Understanding Delta Cycles

A Delta Cycle is the cornerstone of SystemC's ability to model parallel hardware using a sequential software language (C++).

The Non-Determinism Problem

Imagine two logic gates connected in series, executing in C++. If they are modeled as simple sequential assignments, the order of execution matters.

If Process A runs first and writes to a signal, and Process B runs second and reads it, the result is deterministic. But if the OS scheduler happens to run Process B first, Process B reads the old value of the signal. Real hardware evaluates simultaneously. Software evaluates sequentially, creating a race condition.

The Delta Cycle Solution

SystemC solves this via the Evaluate-Update paradigm as mandated by the IEEE 1666 standard.

1. Evaluate: Both Process A and Process B run in an arbitrary order. Process A calls Signal1.write(1). SystemC does not change the value of Signal1. Instead, it schedules the change in the update queue.
2. Update: Once all runnable processes finish and suspend, the kernel applies the writes in the update queue. Signal1 officially becomes 1.
3. Delta: Because Signal1 changed, Process B (which is sensitive to it) wakes up. Time has not advanced. We are at T=0 + 1 delta cycle. Process B evaluates again, this time seeing the deterministic, updated value.

Complete Delta Cycle Example

Below is a complete, fully compilable sc_main program that demonstrates how a race condition is avoided using delta cycles and sc_signal. It also demonstrates the use of SC_ZERO_TIME to explicitly yield a thread until the next delta cycle.

#include <systemc>
#include <iostream>
 
SC_MODULE(delta_demo) {
    sc_core::sc_signal<bool> sig_a;
    sc_core::sc_signal<bool> sig_b;
 
    SC_CTOR(delta_demo) : sig_a("sig_a"), sig_b("sig_b") {
        SC_THREAD(driver_thread);
        
        SC_METHOD(combinational_method);
        sensitive << sig_a;
        dont_initialize();
    }
 
    void driver_thread() {
        // Time = 0 s, Delta = 0
        std::cout << "Delta 0: Driver writing true to sig_a" << std::endl;
        sig_a.write(true);
        
        // At this point, sig_a has NOT updated yet. 
        // We yield for one delta cycle to let the Update Phase happen.
        sc_core::wait(sc_core::SC_ZERO_TIME);
        
        // Time = 0 s, Delta = 1
        std::cout << "Delta 1: Driver woke up from zero-time wait." << std::endl;
        
        // Wait for actual simulation time to advance
        sc_core::wait(10, sc_core::SC_NS);
        
        std::cout << "@" << sc_core::sc_time_stamp() << ": Simulation complete." << std::endl;
    }
 
    void combinational_method() {
        // This is triggered whenever sig_a actually updates.
        // It happens during Delta 1.
        std::cout << "Delta 1: Combinational method triggered! sig_a = " 
                  << sig_a.read() << std::endl;
                  
        // Write to another signal, triggering a second update phase (Delta 2)
        sig_b.write(!sig_a.read());
    }
};
 
int sc_main(int argc, char* argv[]) {
    delta_demo demo("demo");
    sc_core::sc_start();
    return 0;
}

The Delta Delay wait(SC_ZERO_TIME)

As shown in the example, you sometimes need to explicitly force a thread process to yield until the next delta cycle without advancing physical time. You can do this by waiting on sc_core::SC_ZERO_TIME.

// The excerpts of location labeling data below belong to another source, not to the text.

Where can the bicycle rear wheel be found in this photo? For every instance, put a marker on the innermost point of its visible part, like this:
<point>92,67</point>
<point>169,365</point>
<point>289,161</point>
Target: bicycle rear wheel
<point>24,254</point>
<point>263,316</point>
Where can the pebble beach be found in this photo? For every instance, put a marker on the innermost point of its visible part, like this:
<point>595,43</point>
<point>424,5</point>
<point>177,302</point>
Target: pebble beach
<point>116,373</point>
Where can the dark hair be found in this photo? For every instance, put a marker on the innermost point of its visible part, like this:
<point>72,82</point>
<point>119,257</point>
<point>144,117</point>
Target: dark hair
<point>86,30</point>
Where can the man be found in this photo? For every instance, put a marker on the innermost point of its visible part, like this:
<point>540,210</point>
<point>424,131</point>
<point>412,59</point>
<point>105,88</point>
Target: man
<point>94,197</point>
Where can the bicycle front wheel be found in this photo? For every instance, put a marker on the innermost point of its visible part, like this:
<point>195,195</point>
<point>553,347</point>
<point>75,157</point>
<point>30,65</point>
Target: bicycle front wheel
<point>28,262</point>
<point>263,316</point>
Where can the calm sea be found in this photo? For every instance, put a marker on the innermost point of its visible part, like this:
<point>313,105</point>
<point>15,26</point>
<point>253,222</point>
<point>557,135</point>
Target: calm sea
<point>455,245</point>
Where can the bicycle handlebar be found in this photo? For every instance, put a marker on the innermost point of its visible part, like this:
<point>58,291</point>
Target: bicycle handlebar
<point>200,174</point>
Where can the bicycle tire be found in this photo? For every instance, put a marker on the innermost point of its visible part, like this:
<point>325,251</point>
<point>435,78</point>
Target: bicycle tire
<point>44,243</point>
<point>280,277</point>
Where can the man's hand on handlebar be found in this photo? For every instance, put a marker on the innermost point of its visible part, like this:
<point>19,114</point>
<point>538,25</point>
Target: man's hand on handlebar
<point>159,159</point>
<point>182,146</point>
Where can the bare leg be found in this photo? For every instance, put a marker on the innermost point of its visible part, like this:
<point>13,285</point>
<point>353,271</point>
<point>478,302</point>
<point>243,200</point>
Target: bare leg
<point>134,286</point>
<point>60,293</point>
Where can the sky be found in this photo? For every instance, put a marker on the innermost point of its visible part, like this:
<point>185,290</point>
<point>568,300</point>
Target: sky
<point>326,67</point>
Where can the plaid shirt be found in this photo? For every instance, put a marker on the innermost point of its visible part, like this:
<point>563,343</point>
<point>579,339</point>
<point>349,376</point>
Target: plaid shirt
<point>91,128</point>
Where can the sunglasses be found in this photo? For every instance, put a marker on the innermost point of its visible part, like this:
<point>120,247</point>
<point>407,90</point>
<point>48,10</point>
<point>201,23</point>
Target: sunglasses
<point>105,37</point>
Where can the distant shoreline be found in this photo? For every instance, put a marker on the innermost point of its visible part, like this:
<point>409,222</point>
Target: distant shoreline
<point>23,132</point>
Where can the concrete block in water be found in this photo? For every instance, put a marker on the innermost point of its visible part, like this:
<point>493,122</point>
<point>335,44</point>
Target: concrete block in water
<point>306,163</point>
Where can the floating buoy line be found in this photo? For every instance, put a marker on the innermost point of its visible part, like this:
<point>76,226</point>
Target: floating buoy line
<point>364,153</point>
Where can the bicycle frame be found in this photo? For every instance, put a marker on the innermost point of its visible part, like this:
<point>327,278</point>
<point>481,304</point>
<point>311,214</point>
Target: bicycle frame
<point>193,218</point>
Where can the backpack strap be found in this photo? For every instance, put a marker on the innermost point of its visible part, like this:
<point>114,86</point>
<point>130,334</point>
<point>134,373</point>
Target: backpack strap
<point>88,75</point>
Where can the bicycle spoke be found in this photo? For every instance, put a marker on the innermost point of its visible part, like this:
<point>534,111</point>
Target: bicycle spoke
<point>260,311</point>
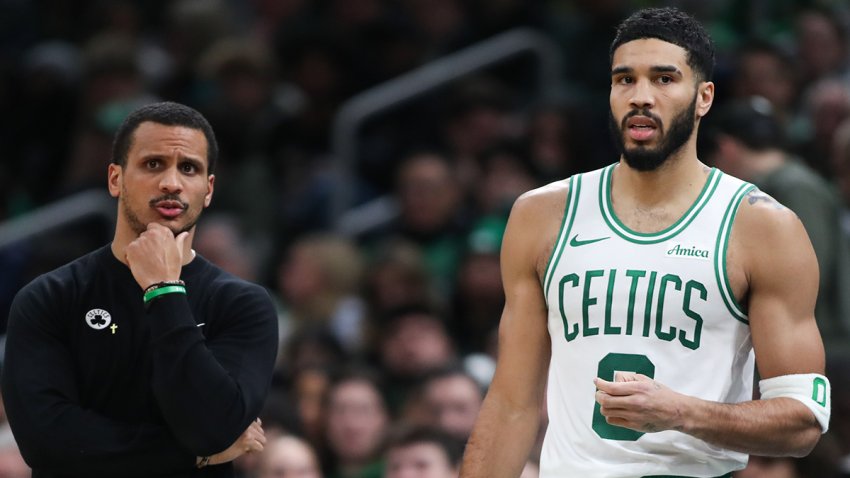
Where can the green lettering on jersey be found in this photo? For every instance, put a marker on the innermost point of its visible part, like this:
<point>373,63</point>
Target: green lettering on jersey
<point>647,311</point>
<point>568,333</point>
<point>686,307</point>
<point>608,366</point>
<point>610,329</point>
<point>630,315</point>
<point>670,334</point>
<point>587,301</point>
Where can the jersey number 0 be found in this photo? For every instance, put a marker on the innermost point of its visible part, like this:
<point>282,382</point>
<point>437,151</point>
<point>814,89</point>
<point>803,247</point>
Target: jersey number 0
<point>612,363</point>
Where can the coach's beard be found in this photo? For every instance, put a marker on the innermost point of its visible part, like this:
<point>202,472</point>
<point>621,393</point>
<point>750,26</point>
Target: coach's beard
<point>642,158</point>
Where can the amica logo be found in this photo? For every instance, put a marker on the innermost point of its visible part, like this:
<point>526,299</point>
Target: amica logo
<point>690,252</point>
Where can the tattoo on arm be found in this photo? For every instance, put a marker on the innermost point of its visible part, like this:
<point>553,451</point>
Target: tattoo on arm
<point>757,195</point>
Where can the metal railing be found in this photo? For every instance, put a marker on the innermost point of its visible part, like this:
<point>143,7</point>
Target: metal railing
<point>379,99</point>
<point>83,205</point>
<point>393,93</point>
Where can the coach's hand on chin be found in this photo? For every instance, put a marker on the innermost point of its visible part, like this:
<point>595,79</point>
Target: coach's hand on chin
<point>253,439</point>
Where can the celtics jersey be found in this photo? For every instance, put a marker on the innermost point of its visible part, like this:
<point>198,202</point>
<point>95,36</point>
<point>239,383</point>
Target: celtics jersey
<point>659,304</point>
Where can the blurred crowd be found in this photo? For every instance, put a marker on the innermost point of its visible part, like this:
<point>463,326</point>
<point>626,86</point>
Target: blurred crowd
<point>389,312</point>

[!WARNING] Infinite Delta Loops: If Process A writes to a signal that wakes Process B, and Process B writes to a signal that wakes Process A, they will loop forever in zero time. The simulation will freeze without advancing the clock, resulting in a maximum delta cycle limit exception from the kernel. Always ensure combinational loops are broken by a clock edge, delay, or conditional logic that stops the oscillation!